A dívida nacional dos Estados Unidos ultrapassou a marca de US$ 40 trilhões. Mais relevante, a dívida em posse do público como proporção do PIB atingiu 100% pela primeira vez desde o fim da Segunda Guerra Mundial. O marco fiscal coincide com o auge do poder político da geração baby boomer, que ocupou a presidência e a maioria no Congresso americano por quase um quarto de século.
Segundo uma análise do Committee for a Responsible Federal Budget (CRFB), citada em reportagem da Fortune, a deterioração fiscal não foi um acidente, mas o resultado de decisões políticas consistentes.
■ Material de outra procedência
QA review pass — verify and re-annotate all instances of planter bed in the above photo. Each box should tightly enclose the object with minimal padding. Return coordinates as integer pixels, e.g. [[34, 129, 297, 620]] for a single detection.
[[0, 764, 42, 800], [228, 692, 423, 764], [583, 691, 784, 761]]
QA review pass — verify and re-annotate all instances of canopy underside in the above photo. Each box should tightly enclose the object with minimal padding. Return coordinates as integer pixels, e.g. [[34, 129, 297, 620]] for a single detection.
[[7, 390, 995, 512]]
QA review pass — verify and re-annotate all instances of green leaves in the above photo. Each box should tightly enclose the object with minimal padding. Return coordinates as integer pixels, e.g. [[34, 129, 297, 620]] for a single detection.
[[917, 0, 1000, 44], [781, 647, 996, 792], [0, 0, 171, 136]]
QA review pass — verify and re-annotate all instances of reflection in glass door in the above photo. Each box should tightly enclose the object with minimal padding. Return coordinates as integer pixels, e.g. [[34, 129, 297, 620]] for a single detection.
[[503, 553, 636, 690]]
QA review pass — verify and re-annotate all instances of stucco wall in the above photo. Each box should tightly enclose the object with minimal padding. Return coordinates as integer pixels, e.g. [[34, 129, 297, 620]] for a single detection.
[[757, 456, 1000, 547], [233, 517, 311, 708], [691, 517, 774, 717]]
A leitura é que, ao longo de 25 anos, uma geração no comando do país optou repetidamente por um caminho de crescimento da dívida, cuja conta agora recai sobre as gerações futuras.
A matemática da dívida
A análise do CRFB, um think tank não-partidário, decompõe a explosão da dívida em três fatores de peso quase igual. Cerca de 37% do aumento desde 2001 pode ser atribuído a grandes cortes de impostos. Outros 33% vêm de aumentos de despesas, enquanto 28% são resultado de respostas a crises, como o resgate financeiro de 2008 e os pacotes de estímulo durante a pandemia de covid-19.
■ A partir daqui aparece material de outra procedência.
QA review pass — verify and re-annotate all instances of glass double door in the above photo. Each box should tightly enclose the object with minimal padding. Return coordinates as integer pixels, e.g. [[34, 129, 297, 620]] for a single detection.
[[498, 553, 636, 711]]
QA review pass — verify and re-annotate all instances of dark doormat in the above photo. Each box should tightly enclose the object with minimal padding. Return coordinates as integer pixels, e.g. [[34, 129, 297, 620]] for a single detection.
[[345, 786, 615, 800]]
As principais leis por trás desses números foram assinadas por presidentes boomers. George W. Bush (nascido em 1946) sancionou os cortes de impostos de 2001 e 2003. Barack Obama (nascido em 1961) estendeu esses mesmos cortes. E Donald Trump (nascido em 1946) aprovou a grande reforma tributária de 2017. O relatório sugere que, sem qualquer um desses três pilares — cortes de impostos, aumento de gastos ou respostas a crises —, a dívida hoje estaria em um patamar muito mais controlado.
O desequilíbrio geracional
Além das decisões legislativas, a própria estrutura dos gastos federais revela um forte viés geracional. O governo americano gasta aproximadamente dez vezes mais por pessoa com cidadãos acima de 65 anos do que com aqueles abaixo de 26, segundo o Penn Wharton Budget Model. Aposentados, que compõem 17% da população, recebem 66% dos gastos com programas sociais, como Social Security e Medicare.
Esse desequilíbrio cria um ciclo político que se auto-reforça. Eleitores mais velhos comparecem às urnas em maior número e com mais consistência, tornando qualquer discussão sobre reforma de benefícios um tabu político — o chamado "terceiro trilho" da política americana, que eletrocuta quem o toca. Para os legisladores, em sua maioria também boomers, a decisão de proteger os benefícios de seus eleitores e pares, adiando os custos, tornou-se o caminho de menor resistência.
O debate não é sobre um único voto ou uma conspiração, mas sobre um padrão de governança. A análise dos dados mostra menos um ato deliberado de egoísmo geracional e mais uma série de incentivos políticos que, ao longo de décadas, levaram a escolhas que favoreceram o presente em detrimento do futuro. A herança deixada não é apenas fiscal, mas um sistema político onde o adiamento da fatura se tornou a norma.